STIMULATION DER EIREIFUNG

Zur Vorbereitung auf die künstliche Befruchtung oder auch bei Störungen des Hormonhaushaltes stimulieren wir die Eireifung der Frau durch niedrig dosierte Hormongaben.

Ziel der hormonellen Stimulation ist es, mehrere befruchtungsfähige Eizellen zu gewinnen. Das erhöht die Chance auf eine Schwangerschaft, denn nicht jede Eizelle lässt sich automatisch befruchten – egal ob auf natürlichem Weg oder bei einer anschließenden künstlichen Befruchtung. Dafür wird das Wachstum der Eibläschen (Follikel) am Eierstock angeregt. In den Eibläschen reifen die Eizellen heran, die später durch eine Punktion gewonnen werden. Einige der Hormone, die für die Stimulation verwendet werden, werden unter die Haut gespritzt. Das ist fast schmerzfrei und dank leicht anzuwendender Spritzen so einfach, dass Sie es selbst zu Hause erledigen können.

MÖGLICHE BEHANDLUNGSPROTOKOLLE

Es gibt unterschiedliche Medikamente, die in unterschiedlichen Kombinationen zur Stimulation der Eireifung eingesetzt werden: Hierzu gibt es sogenannte Behandlungsprotokolle.

Ihr Arzt entscheidet, abhängig von Ihren persönlichen hormonellen Voraussetzungen, welches Stimulationsprotokoll den gewünschten Erfolg erzielen kann.
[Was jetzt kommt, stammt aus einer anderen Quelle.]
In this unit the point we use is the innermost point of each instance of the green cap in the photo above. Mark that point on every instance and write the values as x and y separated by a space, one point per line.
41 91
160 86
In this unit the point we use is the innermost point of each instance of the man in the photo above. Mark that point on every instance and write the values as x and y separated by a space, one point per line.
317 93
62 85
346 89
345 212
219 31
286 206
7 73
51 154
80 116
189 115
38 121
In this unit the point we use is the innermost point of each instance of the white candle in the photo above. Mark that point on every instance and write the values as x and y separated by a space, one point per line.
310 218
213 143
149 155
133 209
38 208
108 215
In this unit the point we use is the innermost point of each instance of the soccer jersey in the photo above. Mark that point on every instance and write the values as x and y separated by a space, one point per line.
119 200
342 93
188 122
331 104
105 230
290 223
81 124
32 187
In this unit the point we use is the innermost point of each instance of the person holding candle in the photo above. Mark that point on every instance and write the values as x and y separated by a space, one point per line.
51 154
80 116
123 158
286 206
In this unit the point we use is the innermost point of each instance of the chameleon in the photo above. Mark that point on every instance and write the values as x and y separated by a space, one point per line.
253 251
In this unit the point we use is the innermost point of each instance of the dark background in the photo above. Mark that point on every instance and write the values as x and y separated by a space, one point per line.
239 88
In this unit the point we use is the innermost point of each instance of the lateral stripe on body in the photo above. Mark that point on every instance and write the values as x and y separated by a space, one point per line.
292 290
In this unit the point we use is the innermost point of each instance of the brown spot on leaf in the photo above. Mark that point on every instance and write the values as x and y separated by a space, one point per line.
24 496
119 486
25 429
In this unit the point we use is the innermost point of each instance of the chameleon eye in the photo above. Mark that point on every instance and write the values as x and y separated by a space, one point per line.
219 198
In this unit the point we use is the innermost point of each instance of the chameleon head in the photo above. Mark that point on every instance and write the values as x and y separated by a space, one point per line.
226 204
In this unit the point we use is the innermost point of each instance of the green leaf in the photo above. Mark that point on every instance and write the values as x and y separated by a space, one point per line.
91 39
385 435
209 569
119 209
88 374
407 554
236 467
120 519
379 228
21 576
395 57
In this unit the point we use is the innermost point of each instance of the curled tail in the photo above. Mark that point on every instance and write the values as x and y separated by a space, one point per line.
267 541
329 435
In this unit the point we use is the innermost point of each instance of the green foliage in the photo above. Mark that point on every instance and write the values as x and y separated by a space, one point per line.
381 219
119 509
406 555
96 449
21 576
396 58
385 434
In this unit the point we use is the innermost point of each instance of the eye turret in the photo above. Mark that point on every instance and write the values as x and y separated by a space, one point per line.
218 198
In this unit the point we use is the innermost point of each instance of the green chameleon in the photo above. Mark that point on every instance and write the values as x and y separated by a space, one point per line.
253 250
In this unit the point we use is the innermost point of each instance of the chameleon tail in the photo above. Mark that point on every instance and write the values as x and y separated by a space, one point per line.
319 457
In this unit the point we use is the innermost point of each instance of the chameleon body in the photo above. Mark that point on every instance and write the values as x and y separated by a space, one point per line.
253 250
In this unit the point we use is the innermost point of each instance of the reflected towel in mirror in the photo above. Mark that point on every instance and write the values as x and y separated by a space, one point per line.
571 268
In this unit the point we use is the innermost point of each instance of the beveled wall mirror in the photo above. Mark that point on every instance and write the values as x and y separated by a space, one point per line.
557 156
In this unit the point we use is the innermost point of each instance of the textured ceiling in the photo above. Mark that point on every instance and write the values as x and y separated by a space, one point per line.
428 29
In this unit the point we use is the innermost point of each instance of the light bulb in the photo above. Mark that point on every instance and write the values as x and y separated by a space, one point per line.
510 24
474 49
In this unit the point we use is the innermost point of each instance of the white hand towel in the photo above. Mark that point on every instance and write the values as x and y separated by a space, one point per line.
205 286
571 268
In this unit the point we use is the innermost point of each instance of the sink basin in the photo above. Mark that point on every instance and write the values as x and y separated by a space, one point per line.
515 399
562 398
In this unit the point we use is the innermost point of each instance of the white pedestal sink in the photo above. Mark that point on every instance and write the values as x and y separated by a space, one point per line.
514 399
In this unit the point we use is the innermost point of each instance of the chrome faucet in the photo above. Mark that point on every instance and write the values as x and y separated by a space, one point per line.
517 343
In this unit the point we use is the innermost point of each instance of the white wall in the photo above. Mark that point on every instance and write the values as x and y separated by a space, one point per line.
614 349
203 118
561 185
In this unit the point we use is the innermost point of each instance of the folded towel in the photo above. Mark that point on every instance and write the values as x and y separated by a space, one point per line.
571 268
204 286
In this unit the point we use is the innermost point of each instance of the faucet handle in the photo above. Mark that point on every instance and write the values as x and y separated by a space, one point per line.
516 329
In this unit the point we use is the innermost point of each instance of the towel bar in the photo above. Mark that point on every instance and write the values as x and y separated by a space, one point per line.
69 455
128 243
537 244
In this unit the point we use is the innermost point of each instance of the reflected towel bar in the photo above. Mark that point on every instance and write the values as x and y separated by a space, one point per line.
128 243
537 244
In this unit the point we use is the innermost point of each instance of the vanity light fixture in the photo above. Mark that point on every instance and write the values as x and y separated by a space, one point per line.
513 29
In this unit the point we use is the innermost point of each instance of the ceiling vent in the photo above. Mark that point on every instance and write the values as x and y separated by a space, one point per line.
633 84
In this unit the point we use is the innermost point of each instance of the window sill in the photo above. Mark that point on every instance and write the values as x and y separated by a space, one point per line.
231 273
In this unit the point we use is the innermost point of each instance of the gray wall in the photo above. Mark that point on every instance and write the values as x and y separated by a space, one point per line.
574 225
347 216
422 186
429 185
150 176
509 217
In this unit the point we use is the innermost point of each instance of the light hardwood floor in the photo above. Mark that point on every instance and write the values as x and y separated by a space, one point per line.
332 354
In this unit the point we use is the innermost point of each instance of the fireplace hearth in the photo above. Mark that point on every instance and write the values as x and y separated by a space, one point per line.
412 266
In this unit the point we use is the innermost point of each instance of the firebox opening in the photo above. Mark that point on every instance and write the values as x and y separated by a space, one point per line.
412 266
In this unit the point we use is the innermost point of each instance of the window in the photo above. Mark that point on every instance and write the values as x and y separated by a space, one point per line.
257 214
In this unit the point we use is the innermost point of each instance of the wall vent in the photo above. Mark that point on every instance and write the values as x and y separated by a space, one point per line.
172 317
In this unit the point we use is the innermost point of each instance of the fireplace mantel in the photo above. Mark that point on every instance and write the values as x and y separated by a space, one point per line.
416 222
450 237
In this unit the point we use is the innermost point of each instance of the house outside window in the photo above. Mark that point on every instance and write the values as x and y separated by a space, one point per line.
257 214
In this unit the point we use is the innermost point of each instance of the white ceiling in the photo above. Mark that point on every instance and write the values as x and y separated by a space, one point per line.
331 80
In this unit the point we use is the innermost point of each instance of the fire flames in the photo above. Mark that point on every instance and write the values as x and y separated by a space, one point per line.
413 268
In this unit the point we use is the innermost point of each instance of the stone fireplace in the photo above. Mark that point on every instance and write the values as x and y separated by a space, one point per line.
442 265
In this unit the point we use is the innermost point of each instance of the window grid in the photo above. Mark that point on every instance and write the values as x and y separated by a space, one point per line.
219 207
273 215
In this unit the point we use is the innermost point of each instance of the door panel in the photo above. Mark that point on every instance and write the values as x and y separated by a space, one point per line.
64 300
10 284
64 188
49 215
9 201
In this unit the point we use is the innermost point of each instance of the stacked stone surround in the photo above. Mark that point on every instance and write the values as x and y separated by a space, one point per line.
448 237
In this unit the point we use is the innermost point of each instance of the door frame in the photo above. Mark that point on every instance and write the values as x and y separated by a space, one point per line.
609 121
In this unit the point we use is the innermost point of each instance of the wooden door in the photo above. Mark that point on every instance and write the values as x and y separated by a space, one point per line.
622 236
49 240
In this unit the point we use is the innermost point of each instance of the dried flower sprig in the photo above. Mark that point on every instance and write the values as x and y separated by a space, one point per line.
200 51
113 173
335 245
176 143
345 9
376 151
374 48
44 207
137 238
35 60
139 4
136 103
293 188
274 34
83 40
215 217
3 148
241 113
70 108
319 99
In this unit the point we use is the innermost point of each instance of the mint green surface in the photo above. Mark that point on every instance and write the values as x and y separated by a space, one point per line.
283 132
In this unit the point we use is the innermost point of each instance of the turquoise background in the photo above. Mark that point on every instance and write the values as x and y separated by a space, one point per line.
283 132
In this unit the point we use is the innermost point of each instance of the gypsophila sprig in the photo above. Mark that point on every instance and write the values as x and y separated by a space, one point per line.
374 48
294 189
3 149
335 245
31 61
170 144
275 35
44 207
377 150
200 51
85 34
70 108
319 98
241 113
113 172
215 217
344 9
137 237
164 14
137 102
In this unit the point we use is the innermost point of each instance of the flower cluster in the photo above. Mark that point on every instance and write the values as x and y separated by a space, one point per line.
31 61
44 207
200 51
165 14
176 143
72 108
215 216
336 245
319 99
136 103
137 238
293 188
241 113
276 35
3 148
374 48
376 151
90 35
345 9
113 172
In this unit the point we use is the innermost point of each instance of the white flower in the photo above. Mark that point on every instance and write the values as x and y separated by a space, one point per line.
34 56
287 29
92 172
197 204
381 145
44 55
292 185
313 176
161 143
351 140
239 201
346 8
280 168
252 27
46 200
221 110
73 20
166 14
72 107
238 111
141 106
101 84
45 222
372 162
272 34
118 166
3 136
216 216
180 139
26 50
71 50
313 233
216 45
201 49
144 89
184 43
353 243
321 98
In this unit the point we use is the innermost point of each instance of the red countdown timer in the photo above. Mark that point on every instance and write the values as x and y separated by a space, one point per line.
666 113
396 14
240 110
Man unterscheidet dabei zwischen langem und kurzem Protokoll.

Das lange Protokoll dauert sechs Wochen und beginnt im Vorzyklus ab dem 21. bis 23. Tag mit der Downregulation. Diese hemmt die Produktion der körpereigenen Fruchtbarkeitshormone, um einen unkontrollierten Eisprung im nachfolgenden Zyklus zu verhindern. Nach zehn bis 15 Tagen kommen Sie zu uns in die Kinderwunsch Praxisklinik zur Ultraschallkontrolle und zur Blutabnahme. Danach beginnt mit dem nächsten Zyklus die Stimulation der Eierstöcke durch erneute Hormongaben.

Sind die Follikel nach etwa neun bis zwölf Tagen gut gewachsen, wird das Hormon hCG (humanes Choriongonadotropin) verabreicht, das den Eisprung auslöst. Die Follikel werden schließlich 36 Stunden später – noch bevor der Eisprung stattfindet – durch einen kurzen ambulanten Eingriff punktiert.

Das kurze Protokoll dauert vier Wochen und beginnt direkt mit der Stimulation der Eierstöcke. Am zweiten oder dritten Zyklustag fangen Sie mit der Injektion des Hormons FSH (follikelstimulierendes Hormon) oder hMG (humanes Menopausengonadotropin) an. Etwa ab dem sechsten Tag des Stimulationszyklus wird zusätzlich das Hormon GnRH (Gonadotropin-Releasing-Hormon) verabreicht, das den spontanen Eisprung verhindert.

Zehn Tage nach Behandlungsbeginn kommen Sie wieder in unsere Praxisklinik, damit Ihr Arzt per Ultraschall die Entwicklung Ihrer Eibläschen genau untersuchen kann. Außerdem kontrollieren wir den Hormonwert in Ihrem Blut. Sind die Eibläschen gut gewachsen, wird – wie beim langen Protokoll – das Eisprung auslösende Hormon hCG (humanes Choriongonadotropin) verabreicht. Nach 36 Stunden werden die Follikel schließlich punktiert.

Für den Fall einer natürlichen Befruchtung empfehlen wir Paaren, etwa 36 Stunden nach dem Eisprung Geschlechtsverkehr zu haben. Ist eine künstliche Befruchtung geplant, leiten wir je nach Kinderwunschbehandlung die nächsten Schritte ein.